Editor’s note: Yilian Yuan is director, marketing analytics, IMS Health, a Plymouth Meeting, Pa., health care information firm. Gang Xu is associate professor and project director, Jefferson Medical College of Thomas Jefferson University, Philadelphia.

Conjoint analysis is a technique that evaluates the importance of a product’s attributes to consumers. For a pharmaceutical product such as a drug, its attributes may include price, dosing, efficacy, and side effects, among others. Conjoint analysis is used to examine how consumers’ perceptions of these attributes influence their preference of the products. In a marketing research study for the pharmaceutical industry, “consumers” usually refers to physicians and patients. As we know, when consumers are making decisions on either prescribing a drug (e.g., physicians) or buying a drug (e.g., patients), they are comparing the drug with other drugs on the market. They are evaluating almost all the attributes of the drugs, the pros and cons, simultaneously. A drug may have a low price, but if it requires three daily dosages, it may be a less convenient option. Similarly, a drug with a high efficacy may also have many side effects. In this regard, consumers are making trade-offs: they set the priorities in terms of importance of these attributes to the patients. Consequently, their preference to a product depends on these priorities. One uniqueness of conjoint analysis is that it assesses a consumer’s preferences more accurately than other traditional methods by examining these trade-offs. For this reason, conjoint analysis studies are also sometimes referred to as a multi-attribute trade-off studies.

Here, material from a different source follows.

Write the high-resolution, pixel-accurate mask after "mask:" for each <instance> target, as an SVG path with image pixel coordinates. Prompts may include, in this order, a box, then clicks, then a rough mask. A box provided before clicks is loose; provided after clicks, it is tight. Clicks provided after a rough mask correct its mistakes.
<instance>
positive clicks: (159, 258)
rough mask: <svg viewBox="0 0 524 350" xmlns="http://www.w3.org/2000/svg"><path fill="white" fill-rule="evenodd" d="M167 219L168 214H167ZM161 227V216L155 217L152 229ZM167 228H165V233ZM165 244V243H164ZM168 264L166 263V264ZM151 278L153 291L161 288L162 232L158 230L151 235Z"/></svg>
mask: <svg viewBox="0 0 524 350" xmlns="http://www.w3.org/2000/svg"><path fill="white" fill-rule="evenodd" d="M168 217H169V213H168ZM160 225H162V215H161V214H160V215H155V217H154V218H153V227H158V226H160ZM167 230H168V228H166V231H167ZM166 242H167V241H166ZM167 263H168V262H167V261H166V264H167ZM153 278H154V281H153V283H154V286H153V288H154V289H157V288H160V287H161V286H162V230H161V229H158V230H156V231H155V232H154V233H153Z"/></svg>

Conjoint analysis is perhaps the most widely used technique in quantitative marketing research. Since its first introduction in the early 1970s (Green and Rao, 1971; Green and Wind, 1975), it has been applied in many different areas ranging from cars (Johnson, 1974) to air travel (Green and Wind, 1975), job application (Norman 1980), the arts (Currium, 1981), health plans (Acito and Jain, 1980), and medicine (Graf et al, 1993). It is perhaps the most documented applied statistical techniques in quantitative marketing research (Louviere, 1988).

Practically, a conjoint study answers the following three key research questions:

1. How important are a product’s attributes to consumers? In a pharmaceutical marketing research study, for instance, we ask how physicians perceive drug X’s attributes such as efficacy, dosing, and cost. The feedback provided by physicians can be used in concept testing, designing clinical protocols, making marketing decisions and enhancing marketing efforts.

2. What profile, or combination of attributes, is deemed most attractive to consumers? In a pharmaceutical marketing research study, for instance, the question would be: Do physicians consider a drug with fewer side effects, lower efficacy, higher cost, and more difficulty of administering more attractive than a drug with more side effects, higher efficacy, lower cost and ease of administration?

3. What is the share of preference for the new product? For instance, a pharmaceutical company intends to introduce a new drug in an already crowded therapeutic area. It wants to assess how the new drug will perform in comparison with the existing drugs and how share of preference of the existing drug changes as a result of the launch of the new drug.

Design

The design is the first and crucial step in developing and implementing a conjoint study. In this article, we’ll focus on the general perspectives of the design rather than elaborate on the details of the design issues. (See Kuhfeld, et al., 1994 for more discussion on this issue.) There are largely three steps in designing a conjoint study: (1) determine the number of attributes and attribute levels; (2) determine the number of profiles; and (3) calculate the sample size.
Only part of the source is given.